Flexibilität war angesagt am Samstagmorgen, da man für die Stunde der offiziellen Einweihungsfeier mit kräftigem Regen rechnete: Anstatt draussen vor dem Stapferschulhaus, fanden die Reden zur Einweihung des renovierten und erweiterten historischen Baus im Singsaal statt. Die Kinder sangen ihr «Stapferlied» und später das «Dankeschön-Lied» an die Handwerker dicht gedrängt vor dem Singsaal.

Für Stadtrat Reto Wettstein (Ressortvorsteher Planung und Bau), war das Bauprojekt der letzten 18 Monate, wofür ein Kredit von 10,56 Mio. Franken gesprochen worden war, ein «Projekt von Generationen an Generationen». «Beton für Bildung kostet», das eine schliesse aber das andere nicht aus, sondern wirke wechselwirksam befruchtend. Er betitelte den Bau von Architekt Albert Froelich 1909/1910 als reine Poesie und zitierte dazu Bertold Brechts Gedicht «Von allen Werken», in dem es zu Beginn heisst: «Von allen Werken die liebsten sind mir die gebrauchten.» In diesem Zusammenhang wies Reto Wettstein auf die hervorgehobenen Parkettböden in den Schulzimmern, aber auch auf den in seinen – mit dem freigelegten Fries – ursprünglichen Zustand versetzten Singsaal. Den neuen Uhrenturm sowie die 50-prozentige Reduktion des Energieverbrauchs bezeichnete er als weitere Highlights.

Der erste Schultag im neuen Schulhaus

15. August 2018: der erste Schultag im neuen Schulhaus

Die Erstklässler wurden mit einem Spalier empfangen. Nachher durften sie zum ersten Mal – gemeinsam mit ihren Eltern – ins Schulzimmer.

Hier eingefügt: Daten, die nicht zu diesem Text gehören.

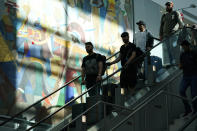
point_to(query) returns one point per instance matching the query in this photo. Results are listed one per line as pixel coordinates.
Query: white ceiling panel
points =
(189, 13)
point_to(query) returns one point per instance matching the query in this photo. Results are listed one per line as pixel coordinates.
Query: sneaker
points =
(186, 113)
(193, 113)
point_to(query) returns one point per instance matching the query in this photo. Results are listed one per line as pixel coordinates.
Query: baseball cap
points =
(141, 23)
(169, 3)
(124, 34)
(185, 42)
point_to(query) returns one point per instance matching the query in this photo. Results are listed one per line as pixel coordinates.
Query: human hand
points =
(99, 78)
(83, 82)
(161, 38)
(108, 64)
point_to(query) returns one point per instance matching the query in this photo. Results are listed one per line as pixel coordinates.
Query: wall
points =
(42, 45)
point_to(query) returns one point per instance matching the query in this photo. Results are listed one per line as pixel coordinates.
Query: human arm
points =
(161, 28)
(83, 76)
(180, 21)
(100, 68)
(150, 41)
(115, 61)
(133, 55)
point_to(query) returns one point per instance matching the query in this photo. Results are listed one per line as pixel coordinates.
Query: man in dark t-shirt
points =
(91, 69)
(128, 76)
(188, 63)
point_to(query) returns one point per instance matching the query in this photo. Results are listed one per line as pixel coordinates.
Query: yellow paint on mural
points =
(5, 53)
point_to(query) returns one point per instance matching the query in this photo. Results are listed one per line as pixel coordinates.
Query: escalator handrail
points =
(68, 103)
(21, 112)
(146, 101)
(99, 102)
(194, 117)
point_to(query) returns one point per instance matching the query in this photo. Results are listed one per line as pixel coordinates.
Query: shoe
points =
(186, 113)
(193, 113)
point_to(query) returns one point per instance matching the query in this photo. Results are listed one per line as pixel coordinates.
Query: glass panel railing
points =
(76, 107)
(152, 77)
(20, 124)
(192, 124)
(39, 110)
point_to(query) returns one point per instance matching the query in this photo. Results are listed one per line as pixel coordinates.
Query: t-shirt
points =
(126, 52)
(90, 63)
(140, 39)
(188, 61)
(170, 22)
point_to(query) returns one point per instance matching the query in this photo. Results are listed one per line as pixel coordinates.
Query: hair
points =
(89, 43)
(124, 34)
(185, 42)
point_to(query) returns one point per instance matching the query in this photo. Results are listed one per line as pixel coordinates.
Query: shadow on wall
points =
(42, 46)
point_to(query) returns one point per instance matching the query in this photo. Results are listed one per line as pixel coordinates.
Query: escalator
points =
(144, 92)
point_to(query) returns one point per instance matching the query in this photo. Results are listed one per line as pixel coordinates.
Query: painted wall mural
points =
(42, 46)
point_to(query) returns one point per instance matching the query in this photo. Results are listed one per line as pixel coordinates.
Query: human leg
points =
(182, 90)
(194, 92)
(90, 82)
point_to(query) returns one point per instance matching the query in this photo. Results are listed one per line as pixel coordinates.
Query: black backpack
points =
(104, 63)
(139, 56)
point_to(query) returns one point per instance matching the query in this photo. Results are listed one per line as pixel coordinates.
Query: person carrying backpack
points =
(143, 40)
(128, 76)
(92, 69)
(171, 21)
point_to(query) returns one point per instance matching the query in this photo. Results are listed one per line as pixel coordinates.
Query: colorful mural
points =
(42, 45)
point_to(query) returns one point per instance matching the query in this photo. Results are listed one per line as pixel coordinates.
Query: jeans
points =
(91, 81)
(171, 50)
(185, 83)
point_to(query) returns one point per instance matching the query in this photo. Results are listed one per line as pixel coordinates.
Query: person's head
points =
(125, 37)
(185, 45)
(89, 47)
(141, 26)
(169, 6)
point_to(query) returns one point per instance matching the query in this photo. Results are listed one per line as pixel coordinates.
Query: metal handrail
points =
(143, 55)
(18, 114)
(20, 120)
(99, 102)
(145, 102)
(188, 122)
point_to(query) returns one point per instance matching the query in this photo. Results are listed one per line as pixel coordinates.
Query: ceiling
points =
(189, 14)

Architekt Lukas Zumsteg, vom Brugger Architekturbüro Liechti Graf Zumsteg, sprach von einem Freudentag. «Wir haben versucht, den Reichtum dieses Gebäudes hervorzuheben und gleichzeitig mit dem Erweiterungsbau Neues zu schaffen. Wir haben erfahren, dass die Architektur mit dem Betrachter ein Gespräch führen kann», so der Architekt. Um dem Dialog zwischen Alt und Neu lauschen zu können, brauche es keine Ohren, sondern Augen. Als Dankeschön für die gute Zusammenarbeit überreichte Lukas Zumsteg ein gross gebackenes ABC: das «A» erhielt Schulleiterin Barbara Iten, das «B» ging an die Abteilung Planung und Bau mit Projektleiter Jörg Steinhardt und das «C» schliesslich an den Brugger Stadtrat.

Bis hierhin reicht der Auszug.